I know that there is a lot of personal history and reasons as to why each of these children acted the way they did but it certainly shocked me and made me wonder how are my daughters going to be behaving in another 5-9 years on. How will they treat people?
It is never to early to teach children about being loving to all of God's creation and it is never too late to teach children that they are apart of God's creation and that they need to act accordingly.

Thursday, August 7, 2008

Teaching new things

I was thinking about what and how I went about teaching my daughter new things. It always excites me when I see someone teaching their child about a new thing or new skill. This is a list and an order of things that I used when teaching my daughter. It did help that she was talking reasonably early so I was encouraged when I was getting feedback.

1. Animals- simply that a cow it says moo

2. Foods, Clothing, everyday items.

3.Colours- Lots of questions and statements. E.g Look at the beautiful blue sky. Next day Look at the beautiful sky, what colour is the sky?

4. Shapes- Squares, triangles, circles, diamonds, rectangles, hearts, stars, oval(egg), crescents (moon) I would sit down with her and draw them a lot.

5. Counting. We didn't really deal with what numerals looked like at this stage but I would imagine some children could pick it up now.

6. Singing- Mostly nursery rhymes this lead to abc song. We started off with shorter songs. Twinkle Twinkle was first, then ba ba. I would just keep singing them and singing them to her and then one day she would just start singing them along with me and then she would tell me to stop as she wanted to sing them for herself. I mostly found that singing was a great way to improve memory and speech.


7. This is where we are at now and it is drawing. We are trying to draw different shapes such a squares and circles and triangles. We use them to draw faces e.g

8. Next using the knowledge of drawing lines and circles we will start trying to recognise and then draw letters and then numerals.

This has been my current plan but I am sure I have left out a lot. Any other ideas as to what you have used would be greatly appreciated.
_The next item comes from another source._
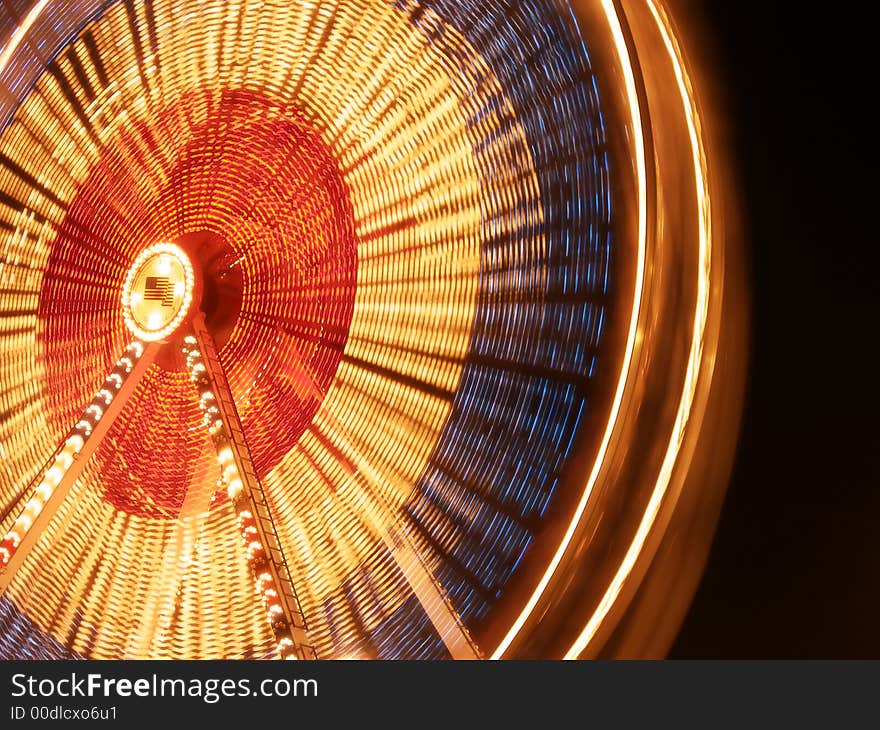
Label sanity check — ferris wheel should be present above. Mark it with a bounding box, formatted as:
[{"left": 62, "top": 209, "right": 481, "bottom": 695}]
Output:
[{"left": 0, "top": 0, "right": 745, "bottom": 659}]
This is only an academic side of things which I suppose is more what I understand. I do know one sticks to their strengths but it means we often miss things like the physical, the mechanical, the imagination and lots of other things. It is certainly hard to get out of our own comfort zones to encourage our kids in all areas of life. Who knows maybe we will find out that things we didn't like as children might be more fun as an adult. Watch out Monkey Bars.

Wednesday, August 6, 2008

If you want your children to improve, let them overhear the nice things you say about them to others.
Haim Ginott


Can you just imagine the child just out of shot.
Mother: Well Mrs Willis, I can not tell you how much I appreciate (insert name) he was such a help to me this morning. He put his own dishes into the dishwasher this morning. He is growing to be such a big help to me.

One aside, I have also heard a very similar quote but it replaces children with husbands.

Why yes its another blog


This blog is to be dedicated to raising and enjoying my children.
Some posts will be about great new games we have learnt or craft or fun activities we can play with our children.
Some posts will be information that has struck or provoked a thought about raising my children. After all how can I enjoy my children if I don't raise them to be enjoyable, both to myself as well as others.
And some posts make be a simple thought for the day, maybe a quote or a bible verse about children and their training.
I do not hold to any particular author, child educator, or teacher so please bear that in mind for when I use a quote from someone it does NOT mean that I agree or esteem their opinions. I will be taking each particular quote for face value.

All that being said I would love for you to share some ideas about how you enjoy your children too.